極上の他人


「ふみちゃんもごめんね。輝くんが女子高生に手を出すなんてショッキングなことを聞かされてびっくりしたでしょ。それに輝くんから聞きたかったよね」

「あ……いえ。えっと……」

亜実さんの言葉にどう答えていいのかわからなくて、私はちらりと輝さんを見た。

私が『虹女』という言葉に反応したのは、輝さんが真奈香ちゃんと一緒にいる姿を見かけたせいで、輝さんが以前働いていた塾で女子高生に手を出したという話を聞いたからではない。

もちろん、そのことにショックを受けなかったといえば嘘になる。

女子高生に手を出したことを理由に塾の講師を辞めさせられたのならそれは大問題だけど、輝さんがそんなことをしたなんて信じられない。
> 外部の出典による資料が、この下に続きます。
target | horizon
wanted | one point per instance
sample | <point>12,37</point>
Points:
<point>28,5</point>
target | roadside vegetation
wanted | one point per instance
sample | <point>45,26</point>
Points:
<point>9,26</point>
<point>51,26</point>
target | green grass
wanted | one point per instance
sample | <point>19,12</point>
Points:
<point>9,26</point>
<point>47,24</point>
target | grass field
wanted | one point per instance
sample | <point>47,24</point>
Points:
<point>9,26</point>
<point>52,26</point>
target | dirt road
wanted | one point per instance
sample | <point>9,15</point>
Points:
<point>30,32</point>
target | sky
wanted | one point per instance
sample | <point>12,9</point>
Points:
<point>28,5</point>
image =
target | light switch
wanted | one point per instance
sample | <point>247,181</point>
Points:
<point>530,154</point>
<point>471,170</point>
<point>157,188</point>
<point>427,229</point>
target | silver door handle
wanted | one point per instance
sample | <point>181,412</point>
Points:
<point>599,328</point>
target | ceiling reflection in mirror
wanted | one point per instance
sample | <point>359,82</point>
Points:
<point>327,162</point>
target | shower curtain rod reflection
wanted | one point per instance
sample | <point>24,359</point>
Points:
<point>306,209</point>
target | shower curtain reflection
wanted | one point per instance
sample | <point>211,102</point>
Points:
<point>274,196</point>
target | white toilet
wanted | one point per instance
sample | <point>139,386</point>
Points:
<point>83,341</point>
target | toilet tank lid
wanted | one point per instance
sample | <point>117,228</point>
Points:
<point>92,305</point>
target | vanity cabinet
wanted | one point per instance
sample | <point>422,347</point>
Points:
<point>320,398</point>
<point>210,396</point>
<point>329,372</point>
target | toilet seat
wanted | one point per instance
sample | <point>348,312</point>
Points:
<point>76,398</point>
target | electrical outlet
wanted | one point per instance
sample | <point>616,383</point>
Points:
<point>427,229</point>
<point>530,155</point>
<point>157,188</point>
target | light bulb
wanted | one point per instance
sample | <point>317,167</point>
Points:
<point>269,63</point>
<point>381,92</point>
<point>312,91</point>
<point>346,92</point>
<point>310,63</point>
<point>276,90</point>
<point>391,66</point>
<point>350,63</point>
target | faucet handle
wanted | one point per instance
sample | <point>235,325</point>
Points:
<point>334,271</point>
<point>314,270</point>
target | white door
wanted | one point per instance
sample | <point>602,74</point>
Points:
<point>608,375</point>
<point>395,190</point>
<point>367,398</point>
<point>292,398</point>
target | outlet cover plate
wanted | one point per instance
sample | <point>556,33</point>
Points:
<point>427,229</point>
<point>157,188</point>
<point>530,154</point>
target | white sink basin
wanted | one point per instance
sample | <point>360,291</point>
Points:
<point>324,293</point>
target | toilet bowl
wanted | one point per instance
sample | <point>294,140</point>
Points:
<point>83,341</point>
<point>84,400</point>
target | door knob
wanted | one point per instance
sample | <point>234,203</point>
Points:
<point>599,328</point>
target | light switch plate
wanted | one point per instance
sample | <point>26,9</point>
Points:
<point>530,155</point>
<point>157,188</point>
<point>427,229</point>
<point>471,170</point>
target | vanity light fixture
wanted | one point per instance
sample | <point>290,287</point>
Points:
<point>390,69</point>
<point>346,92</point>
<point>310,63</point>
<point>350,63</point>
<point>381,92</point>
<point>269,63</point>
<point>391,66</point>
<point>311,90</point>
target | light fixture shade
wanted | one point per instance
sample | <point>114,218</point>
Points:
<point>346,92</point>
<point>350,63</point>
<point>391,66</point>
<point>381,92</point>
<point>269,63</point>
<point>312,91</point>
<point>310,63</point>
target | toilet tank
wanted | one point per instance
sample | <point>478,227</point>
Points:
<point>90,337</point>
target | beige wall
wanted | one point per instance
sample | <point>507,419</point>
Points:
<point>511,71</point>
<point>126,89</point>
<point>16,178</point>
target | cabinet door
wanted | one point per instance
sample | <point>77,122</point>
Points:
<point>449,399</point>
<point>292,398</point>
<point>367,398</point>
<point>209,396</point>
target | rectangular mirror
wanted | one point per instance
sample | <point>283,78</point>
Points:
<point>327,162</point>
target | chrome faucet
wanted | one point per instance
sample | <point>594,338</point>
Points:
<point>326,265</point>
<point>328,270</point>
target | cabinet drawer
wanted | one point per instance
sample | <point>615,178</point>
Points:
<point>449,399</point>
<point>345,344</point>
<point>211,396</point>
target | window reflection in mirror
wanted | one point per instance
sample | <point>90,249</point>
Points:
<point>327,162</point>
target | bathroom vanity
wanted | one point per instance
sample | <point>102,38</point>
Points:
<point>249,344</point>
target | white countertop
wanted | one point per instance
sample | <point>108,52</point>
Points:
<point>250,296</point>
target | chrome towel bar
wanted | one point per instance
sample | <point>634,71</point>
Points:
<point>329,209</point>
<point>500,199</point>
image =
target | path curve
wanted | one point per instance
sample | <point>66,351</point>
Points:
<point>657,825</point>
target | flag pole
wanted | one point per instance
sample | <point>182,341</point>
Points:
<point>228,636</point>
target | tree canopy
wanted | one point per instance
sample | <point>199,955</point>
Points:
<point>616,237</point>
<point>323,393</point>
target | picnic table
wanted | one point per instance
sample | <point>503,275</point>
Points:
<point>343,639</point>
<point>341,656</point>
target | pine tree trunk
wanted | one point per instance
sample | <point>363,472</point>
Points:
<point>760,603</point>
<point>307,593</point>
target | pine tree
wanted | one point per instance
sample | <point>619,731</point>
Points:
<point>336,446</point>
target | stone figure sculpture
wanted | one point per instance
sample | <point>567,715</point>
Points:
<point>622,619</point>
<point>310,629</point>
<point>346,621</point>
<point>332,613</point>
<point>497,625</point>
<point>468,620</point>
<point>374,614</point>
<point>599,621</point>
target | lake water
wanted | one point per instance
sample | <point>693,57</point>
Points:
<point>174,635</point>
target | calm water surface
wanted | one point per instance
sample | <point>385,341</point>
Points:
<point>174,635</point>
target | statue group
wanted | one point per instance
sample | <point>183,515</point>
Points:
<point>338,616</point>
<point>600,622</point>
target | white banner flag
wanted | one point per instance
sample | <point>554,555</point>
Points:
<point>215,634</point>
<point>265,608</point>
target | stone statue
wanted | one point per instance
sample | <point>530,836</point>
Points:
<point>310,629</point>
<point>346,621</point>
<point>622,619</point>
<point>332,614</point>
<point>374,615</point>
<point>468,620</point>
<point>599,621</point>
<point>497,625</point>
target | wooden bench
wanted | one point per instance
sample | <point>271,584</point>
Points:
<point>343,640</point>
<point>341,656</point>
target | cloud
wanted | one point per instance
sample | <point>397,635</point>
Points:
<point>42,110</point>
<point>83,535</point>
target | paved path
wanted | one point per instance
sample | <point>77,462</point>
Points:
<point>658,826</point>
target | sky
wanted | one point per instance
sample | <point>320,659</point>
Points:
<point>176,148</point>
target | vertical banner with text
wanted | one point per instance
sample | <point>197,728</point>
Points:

以前塾で働いていた事はお見合いの釣書にも書いてあったし、それが事実だとしても。

「輝さんは生徒に手を出すなんてこと……しない」

思わず口を突いて出た言葉は私の本心。

願望ではなく、確信。

気持ちが読めない、無表情の輝さんを見つめながら、私は呟いた。

忙しい仕事を放りだしてまで私を気にかけてくれる輝さんを知れば知るほど、その懐の深さに取り込まれた。

「私は輝さんのことを信じてます」

輝さんの視線に自分の視線をしっかりと絡ませてそう呟いた私に、輝さんはほんの少しだけ表情を緩めた。